The contrast with D’Addario’s response to the Latonya Wallace investigation is striking. Edgerton hopes that the lieutenant’s hands-off approach is, at least in part, a display of confidence in his investigator. More likely, the detective reasons, D’Addario has himself soured on the full-blown red-ball treatment. Throwing troops and money at a case had accomplished so little in Reservoir Hill that maybe the lieutenant is reluctant to travel the same road a second time. Or maybe, like everyone else on the shift, LTD is just too damn tired for another all-out campaign.

But Edgerton also knows that nothing happens in a vacuum. He is being left alone to work his case largely because D’Addario can afford to leave him alone. On the day that Andrea Perry was discovered, the clearance rate stood at a fat 74 percent, with five outstanding murder warrants still on the street-a rate that compares favorably to both the previous year’s totals and the national average. As a result, D’Addario can once again make decisions without worrying about public consumption or the perceptions of the command staff. From talking with Pellegrini, Edgerton knows that the lieutenant has already expressed some dissatisfaction with the tidal wave of investigation that followed Latonya Wallace’s death. At various stages in that probe, D’Addario had listened to Landsman and Pellegrini both argue that less could be more, and the lieutenant seemed to agree. If the clearance rate had been higher, if the department hadn’t also been publicly sweating the murders of all those women in the Northwest, then the case might have gone differently. Now, with the board showing more black than red, the homicide unit’s political equilibrium has been fully restored. Thanks to some hard work, some skillful maneuvering and not a little luck, D’Addario’s reign has survived the threat and been returned to its rightful glory. And if the rise in the clearance rate and D’Addario’s true feelings about the red-ball treatment aren’t reasons enough for Edgerton to be granted his distance, then Edgerton also understands that he is alone on this case simply because the murder has fallen to Nolan’s squad.

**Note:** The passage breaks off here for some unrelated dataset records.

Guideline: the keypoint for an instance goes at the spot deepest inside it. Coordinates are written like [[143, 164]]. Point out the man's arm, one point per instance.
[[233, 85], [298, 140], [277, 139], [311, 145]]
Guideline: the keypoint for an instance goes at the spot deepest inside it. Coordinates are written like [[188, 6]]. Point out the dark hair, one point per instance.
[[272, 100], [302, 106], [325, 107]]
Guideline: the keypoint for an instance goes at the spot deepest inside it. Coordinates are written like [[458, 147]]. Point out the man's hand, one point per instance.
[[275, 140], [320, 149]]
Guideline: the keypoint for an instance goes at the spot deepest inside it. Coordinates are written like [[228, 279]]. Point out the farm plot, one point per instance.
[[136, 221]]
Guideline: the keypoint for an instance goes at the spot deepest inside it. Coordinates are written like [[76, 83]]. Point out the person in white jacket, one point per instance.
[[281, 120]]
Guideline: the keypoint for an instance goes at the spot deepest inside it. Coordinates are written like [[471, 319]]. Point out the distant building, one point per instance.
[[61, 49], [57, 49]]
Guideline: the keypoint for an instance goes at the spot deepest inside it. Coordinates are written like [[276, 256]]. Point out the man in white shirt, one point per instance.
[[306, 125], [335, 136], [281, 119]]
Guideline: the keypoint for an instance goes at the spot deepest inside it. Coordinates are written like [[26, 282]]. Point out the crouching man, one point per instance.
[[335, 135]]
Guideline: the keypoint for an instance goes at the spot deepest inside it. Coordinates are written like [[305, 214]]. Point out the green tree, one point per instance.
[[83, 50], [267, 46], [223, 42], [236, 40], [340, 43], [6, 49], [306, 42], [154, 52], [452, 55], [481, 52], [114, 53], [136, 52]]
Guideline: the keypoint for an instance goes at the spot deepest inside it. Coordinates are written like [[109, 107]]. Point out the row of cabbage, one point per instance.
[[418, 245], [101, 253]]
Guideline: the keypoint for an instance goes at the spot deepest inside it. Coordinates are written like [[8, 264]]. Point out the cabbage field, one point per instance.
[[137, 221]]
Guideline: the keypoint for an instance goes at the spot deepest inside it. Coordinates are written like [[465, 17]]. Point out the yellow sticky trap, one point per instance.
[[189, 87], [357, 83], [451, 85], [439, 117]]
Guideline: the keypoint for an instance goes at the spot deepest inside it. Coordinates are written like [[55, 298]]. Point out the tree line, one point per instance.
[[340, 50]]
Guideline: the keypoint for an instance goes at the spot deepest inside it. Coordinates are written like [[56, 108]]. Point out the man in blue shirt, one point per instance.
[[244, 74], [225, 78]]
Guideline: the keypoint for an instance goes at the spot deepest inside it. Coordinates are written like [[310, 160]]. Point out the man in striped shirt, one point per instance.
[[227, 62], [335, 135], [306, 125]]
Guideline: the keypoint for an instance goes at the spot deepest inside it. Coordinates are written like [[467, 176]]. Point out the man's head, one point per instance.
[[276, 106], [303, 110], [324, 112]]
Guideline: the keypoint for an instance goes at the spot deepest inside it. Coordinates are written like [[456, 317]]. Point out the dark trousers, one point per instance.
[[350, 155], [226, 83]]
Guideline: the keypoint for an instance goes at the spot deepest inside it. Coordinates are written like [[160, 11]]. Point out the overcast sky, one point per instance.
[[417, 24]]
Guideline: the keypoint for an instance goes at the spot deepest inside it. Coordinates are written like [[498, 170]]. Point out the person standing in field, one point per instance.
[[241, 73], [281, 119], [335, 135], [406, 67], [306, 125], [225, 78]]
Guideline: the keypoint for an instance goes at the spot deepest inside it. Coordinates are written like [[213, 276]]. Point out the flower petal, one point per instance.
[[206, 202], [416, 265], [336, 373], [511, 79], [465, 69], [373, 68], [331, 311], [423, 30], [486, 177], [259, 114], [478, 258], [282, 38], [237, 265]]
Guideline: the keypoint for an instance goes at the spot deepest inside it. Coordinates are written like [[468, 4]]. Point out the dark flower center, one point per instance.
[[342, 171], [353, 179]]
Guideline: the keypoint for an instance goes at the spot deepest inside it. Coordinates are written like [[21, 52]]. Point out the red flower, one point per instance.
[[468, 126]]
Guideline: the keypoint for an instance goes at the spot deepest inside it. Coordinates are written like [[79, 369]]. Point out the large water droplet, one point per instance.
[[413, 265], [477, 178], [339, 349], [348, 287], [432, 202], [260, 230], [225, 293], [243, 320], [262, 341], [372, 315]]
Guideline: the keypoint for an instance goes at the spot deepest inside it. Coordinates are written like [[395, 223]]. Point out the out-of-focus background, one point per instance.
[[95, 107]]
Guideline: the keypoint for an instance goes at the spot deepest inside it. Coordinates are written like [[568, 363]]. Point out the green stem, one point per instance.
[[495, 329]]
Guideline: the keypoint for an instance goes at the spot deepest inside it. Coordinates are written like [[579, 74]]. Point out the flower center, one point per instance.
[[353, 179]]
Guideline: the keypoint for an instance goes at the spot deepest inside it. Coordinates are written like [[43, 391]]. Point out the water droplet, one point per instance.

Not only does Nolan have absolute confidence in Edgerton’s methods, but he is the sergeant least likely to ask for help from the rest of the shift and from D’Addario in particular. Of the three sergeants, only McLarney and Landsman are now counted among LTD’s true disciples; Nolan had stayed on the fence during D’Addario’s year-long conflict with the captain. Lately, the lieutenant has taken some pleasure in bringing that out.

Two nights ago, all three squad sergeants were in the coffee room as D’Addario prepared to leave at the end of a four-to-twelve shift.

“I note by my watch that it’s nigh on twelve o’clock,” he declared dramatically. “And I know that before the cock crows thrice, one of you shall betray me…”

The sergeants laughed nervously.

“… but it’s okay, Roger, I understand. You gotta do what you gotta do.”

As Nolan’s man, Edgerton couldn’t really be sure exactly why he was being isolated on the Andrea Perry case. It may well be Dee’s faith in him, or it may be the lieutenant’s new philosophy about leaving red balls to the primary investigator. Then again, it may just be that Roger Nolan is the one sergeant who is not about to ask his lieutenant for anything. Maybe, Edgerton thinks, it’s a little of all three. For an outsider like himself, it’s always harder to get a handle on the office politics.